In Indignation, a 24-year-old star becomes a passion player

Above and home page/Film page: Logan Lerman in Indignation. Photos: Roadside Attractions.

BY: Howard Karren

Logan Lerman is not your typical child actor who turns out to have adult career in the movies. He grew up in Beverly Hills, nabbing small roles, and broke out at 17, starring in the teen fantasy adventure Percy Jackson & the Olympians: The Lightning Thief (2010). Becoming a teen idol was not part of Lerman’s plan, however. “Growing up here and being surrounded by the industry and the Hollywood culture makes it kind of easy to see what is artificial about the lifestyles of Hollywood people,” he says.

Instead, Lerman wanted to hone his craft and learn about moviemaking. He took on challenging roles. He played the lead, Charlie, in The Perks of Being a Wallflower (2012), an Independent Spirit Award and People’s Choice Award winner. It’s the story of a shy high-schooler who is brought out of his shell by making bohemian friends, played stunningly by Ezra Miller and Emma Watson, with whom Lerman shared a Best Kiss nomination from the MTV Movie Awards. Lehman’s Charlie was the heart of the film, and the sensitivity that he brought to the part would become his calling card.

 

He joined the cast of Noah (2014), Darren Aronofsky’s unusual biblical epic, playing Ham, the contentious son of the ark-obsessed Noah (Russell Crowe). And he went mano a mano with Brad Pitt in the World War II drama Fury (2014)—playing a frail college student who is drafted without training into armed combat in Germany with a jaded tank crew—which won a National Board of Review award and critical praise.

 

Then James Schamus, the legendary producer and screenwriter behind The Ice Storm and Crouching Tiger, Hidden Dragon, decided to adapt Philip Roth’s novel Indignation to film as his directorial debut. Lerman was a natural choice for the Roth-like lead, a Jewish kid from Newark, New Jersey, who goes to a conservative midwestern college in the repressive 1950s and falls in love with a dangerously crazy young woman (played by Sarah Gadon). “There are a few things in Logan that I just knew immediately fit the bill for Marcus Messner,” Schamus says. “One is the combination of innocence and intelligence, the earnestness, the curiosity, the sense of exploration, openness and vulnerability.
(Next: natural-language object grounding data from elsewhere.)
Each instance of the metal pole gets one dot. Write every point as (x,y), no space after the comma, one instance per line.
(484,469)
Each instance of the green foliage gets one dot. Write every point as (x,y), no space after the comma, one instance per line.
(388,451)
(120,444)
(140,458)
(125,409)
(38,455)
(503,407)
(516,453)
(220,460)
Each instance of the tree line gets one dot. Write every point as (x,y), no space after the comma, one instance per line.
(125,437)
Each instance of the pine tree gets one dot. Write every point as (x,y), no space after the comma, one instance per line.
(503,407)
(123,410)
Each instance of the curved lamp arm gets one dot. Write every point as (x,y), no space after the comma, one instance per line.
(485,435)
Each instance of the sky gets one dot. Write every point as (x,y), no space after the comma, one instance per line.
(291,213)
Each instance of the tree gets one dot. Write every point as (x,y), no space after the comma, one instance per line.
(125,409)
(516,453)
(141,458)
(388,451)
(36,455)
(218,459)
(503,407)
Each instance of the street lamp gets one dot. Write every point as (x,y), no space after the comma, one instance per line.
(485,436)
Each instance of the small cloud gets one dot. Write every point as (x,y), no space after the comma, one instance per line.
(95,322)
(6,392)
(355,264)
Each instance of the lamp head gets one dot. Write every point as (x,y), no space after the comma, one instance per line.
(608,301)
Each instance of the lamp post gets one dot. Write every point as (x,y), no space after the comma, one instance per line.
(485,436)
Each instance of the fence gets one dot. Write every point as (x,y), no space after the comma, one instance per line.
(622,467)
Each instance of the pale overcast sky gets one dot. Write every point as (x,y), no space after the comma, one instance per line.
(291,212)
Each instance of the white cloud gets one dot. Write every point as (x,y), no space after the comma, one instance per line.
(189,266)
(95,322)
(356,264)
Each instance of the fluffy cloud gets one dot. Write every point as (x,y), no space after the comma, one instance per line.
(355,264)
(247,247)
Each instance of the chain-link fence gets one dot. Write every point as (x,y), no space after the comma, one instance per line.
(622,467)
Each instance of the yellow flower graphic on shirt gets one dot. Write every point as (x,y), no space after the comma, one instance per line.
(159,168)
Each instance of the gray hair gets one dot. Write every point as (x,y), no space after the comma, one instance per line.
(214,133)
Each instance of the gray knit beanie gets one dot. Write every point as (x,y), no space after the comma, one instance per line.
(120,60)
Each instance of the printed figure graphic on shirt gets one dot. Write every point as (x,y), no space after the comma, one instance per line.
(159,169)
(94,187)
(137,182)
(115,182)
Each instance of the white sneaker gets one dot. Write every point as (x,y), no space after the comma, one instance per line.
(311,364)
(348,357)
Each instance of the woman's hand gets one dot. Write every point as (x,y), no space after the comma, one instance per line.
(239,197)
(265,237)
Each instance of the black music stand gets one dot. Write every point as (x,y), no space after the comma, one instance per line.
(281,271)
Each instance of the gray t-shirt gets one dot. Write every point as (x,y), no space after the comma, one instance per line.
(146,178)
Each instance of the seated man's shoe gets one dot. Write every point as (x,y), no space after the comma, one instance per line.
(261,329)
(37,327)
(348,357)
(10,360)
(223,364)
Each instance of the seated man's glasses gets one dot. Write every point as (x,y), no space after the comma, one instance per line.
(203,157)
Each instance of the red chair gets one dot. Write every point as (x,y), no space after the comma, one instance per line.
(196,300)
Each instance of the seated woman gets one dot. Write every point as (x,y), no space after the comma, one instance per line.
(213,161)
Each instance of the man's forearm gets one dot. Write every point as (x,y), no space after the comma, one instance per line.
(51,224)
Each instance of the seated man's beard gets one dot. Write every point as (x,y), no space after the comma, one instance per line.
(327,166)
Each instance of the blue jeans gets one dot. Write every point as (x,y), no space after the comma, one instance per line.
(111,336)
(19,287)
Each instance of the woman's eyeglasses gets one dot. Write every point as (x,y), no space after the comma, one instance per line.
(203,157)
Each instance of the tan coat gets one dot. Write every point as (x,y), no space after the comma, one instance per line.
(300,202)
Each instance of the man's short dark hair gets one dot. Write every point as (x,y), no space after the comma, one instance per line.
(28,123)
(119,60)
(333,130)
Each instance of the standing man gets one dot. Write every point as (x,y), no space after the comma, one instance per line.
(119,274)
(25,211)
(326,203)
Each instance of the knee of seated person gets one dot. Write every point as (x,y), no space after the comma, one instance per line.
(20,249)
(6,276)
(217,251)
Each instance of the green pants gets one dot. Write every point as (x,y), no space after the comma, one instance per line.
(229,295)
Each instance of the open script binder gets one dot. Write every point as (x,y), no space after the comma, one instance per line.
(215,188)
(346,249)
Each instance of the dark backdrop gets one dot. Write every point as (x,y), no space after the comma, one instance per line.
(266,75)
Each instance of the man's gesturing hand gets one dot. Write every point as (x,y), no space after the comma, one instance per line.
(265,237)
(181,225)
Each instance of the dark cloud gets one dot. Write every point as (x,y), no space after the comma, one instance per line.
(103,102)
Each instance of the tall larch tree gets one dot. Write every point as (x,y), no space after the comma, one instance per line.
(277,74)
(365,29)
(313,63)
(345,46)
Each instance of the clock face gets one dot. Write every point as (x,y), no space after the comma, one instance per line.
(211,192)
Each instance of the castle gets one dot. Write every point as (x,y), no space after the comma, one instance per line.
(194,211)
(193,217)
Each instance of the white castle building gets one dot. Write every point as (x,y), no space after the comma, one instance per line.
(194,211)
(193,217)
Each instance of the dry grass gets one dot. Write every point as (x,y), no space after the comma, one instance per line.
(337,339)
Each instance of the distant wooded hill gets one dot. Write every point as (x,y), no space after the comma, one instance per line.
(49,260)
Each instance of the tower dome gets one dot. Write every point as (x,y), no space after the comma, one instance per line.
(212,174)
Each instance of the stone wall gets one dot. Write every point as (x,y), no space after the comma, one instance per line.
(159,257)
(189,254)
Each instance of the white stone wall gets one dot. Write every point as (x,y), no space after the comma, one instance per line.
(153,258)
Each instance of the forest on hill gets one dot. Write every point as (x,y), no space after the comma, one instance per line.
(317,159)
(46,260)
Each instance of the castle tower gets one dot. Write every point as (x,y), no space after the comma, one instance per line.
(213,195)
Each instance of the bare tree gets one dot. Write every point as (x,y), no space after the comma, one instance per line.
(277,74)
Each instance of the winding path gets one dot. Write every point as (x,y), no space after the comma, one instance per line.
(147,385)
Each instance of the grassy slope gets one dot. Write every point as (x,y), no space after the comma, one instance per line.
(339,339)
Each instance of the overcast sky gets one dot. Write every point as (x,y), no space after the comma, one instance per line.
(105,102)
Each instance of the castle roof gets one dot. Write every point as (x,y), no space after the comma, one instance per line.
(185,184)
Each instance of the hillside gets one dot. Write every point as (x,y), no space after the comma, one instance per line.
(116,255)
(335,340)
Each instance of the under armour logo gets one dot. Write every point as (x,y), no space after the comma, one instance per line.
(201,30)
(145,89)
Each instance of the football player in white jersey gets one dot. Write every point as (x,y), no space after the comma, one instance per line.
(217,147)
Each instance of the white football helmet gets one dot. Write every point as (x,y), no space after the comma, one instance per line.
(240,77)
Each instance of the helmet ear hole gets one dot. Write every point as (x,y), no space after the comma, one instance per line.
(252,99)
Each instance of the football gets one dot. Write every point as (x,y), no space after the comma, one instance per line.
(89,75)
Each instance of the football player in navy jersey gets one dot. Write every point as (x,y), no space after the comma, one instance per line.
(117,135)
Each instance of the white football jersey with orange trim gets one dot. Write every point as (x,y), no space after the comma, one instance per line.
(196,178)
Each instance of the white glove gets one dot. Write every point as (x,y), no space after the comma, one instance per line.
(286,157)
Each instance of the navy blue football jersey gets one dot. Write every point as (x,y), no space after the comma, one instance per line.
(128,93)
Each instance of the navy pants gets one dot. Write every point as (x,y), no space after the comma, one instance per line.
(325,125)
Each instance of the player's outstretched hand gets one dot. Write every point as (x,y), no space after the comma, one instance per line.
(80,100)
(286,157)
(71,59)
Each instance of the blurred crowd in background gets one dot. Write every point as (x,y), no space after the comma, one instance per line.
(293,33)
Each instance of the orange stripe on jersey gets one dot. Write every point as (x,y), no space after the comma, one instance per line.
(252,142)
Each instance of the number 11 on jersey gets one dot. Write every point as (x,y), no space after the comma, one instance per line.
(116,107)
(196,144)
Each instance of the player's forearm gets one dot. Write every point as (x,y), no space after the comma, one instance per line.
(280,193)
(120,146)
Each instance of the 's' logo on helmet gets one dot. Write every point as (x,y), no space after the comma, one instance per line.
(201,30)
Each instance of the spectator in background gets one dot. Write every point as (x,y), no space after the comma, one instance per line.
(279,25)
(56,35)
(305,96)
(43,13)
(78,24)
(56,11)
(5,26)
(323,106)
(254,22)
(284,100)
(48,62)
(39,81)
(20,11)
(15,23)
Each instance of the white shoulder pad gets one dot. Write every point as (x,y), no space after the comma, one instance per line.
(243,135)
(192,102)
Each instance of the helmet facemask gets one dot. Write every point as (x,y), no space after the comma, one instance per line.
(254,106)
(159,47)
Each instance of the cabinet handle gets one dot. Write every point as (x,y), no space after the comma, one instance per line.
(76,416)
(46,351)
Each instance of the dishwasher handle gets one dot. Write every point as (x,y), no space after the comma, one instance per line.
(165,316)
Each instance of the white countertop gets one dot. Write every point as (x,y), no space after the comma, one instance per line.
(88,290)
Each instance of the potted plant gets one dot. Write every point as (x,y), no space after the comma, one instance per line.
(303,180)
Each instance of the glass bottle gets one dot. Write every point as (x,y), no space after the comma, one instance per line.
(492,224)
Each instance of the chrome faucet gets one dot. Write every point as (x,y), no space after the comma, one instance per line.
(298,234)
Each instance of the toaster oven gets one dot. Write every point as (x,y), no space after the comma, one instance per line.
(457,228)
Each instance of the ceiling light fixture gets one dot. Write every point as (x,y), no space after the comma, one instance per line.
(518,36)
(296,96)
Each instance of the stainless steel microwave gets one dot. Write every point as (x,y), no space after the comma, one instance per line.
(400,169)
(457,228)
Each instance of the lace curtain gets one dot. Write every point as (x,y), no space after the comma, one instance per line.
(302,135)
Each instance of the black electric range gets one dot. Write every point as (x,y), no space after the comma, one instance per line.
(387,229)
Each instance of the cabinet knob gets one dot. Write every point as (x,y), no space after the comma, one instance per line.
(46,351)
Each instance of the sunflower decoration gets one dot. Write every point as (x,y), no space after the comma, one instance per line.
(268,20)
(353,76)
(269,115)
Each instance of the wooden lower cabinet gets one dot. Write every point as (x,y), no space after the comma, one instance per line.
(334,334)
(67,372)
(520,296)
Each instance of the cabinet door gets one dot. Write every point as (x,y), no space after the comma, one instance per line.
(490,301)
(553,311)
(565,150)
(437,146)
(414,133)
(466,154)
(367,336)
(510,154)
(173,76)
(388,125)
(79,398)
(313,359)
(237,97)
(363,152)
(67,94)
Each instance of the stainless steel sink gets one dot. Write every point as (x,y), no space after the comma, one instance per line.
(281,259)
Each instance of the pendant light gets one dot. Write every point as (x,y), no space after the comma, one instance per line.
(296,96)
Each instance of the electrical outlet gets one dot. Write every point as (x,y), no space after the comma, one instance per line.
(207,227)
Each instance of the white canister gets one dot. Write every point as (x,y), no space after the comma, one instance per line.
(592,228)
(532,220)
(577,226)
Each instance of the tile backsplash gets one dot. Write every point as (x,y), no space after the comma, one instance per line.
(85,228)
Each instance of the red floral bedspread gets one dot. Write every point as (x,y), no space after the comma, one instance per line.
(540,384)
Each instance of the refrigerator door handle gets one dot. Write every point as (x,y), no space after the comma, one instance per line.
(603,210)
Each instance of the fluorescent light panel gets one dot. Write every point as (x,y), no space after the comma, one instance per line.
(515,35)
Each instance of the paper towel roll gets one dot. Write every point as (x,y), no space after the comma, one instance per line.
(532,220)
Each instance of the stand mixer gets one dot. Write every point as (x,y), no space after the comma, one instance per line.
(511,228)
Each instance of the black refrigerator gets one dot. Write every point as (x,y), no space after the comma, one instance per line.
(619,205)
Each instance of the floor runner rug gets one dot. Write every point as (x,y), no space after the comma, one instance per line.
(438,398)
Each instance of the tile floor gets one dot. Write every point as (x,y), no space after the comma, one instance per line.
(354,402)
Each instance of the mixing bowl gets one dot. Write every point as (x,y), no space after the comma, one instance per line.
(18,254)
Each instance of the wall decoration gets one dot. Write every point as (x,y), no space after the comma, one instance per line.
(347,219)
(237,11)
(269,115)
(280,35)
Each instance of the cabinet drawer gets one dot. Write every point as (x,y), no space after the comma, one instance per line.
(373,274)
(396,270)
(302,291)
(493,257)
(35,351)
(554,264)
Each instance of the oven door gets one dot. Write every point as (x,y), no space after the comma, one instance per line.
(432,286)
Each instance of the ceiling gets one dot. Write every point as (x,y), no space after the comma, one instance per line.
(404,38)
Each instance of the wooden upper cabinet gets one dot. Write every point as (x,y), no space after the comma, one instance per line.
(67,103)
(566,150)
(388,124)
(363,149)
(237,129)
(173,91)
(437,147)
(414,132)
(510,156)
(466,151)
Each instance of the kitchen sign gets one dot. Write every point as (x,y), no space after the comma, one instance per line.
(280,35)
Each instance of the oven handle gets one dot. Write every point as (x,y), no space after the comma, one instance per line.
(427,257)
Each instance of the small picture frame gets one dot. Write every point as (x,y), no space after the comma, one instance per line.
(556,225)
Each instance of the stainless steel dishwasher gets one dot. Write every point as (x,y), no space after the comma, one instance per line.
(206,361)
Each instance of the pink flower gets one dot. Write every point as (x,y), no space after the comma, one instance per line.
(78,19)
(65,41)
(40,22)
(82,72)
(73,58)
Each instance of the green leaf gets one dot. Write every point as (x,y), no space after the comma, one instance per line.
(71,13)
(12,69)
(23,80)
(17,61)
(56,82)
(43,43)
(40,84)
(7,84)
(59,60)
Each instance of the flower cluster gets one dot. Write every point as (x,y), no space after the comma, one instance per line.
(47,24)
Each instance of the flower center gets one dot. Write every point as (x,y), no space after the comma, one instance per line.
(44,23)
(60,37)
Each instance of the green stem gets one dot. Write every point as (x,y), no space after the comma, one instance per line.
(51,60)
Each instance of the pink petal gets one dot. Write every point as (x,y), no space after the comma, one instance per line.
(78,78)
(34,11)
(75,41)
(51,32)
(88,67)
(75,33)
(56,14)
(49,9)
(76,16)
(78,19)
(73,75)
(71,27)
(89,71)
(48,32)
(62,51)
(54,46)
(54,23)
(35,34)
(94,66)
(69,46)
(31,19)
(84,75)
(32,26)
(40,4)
And he brings that to every scene.”

And some of the scenes are extraordinary: Marcus confronting and breaking down in an interview with the college’s dean, played by the legendary Steppenwolf actor and playwright Tracy Letts. Marcus being dressed down by his mother (Linda Emond, a Broadway powerhouse) who harangues him about dating a girl that could ruin his life. Indignation now playing in theaters, and Lerman, who was also an executive producer of the film, is bound to knock out his former teen fans and gain a whole new following in the role.

He’s in a pretty fortunate place for a 24-year-old. “I feel creatively free,” he says. “I don’t feel like I’m tied down to work in order to maintain a lifestyle. I’d like to have the freedom to create because I’m passionate about whatever the story is. I just want to work, that’s all.”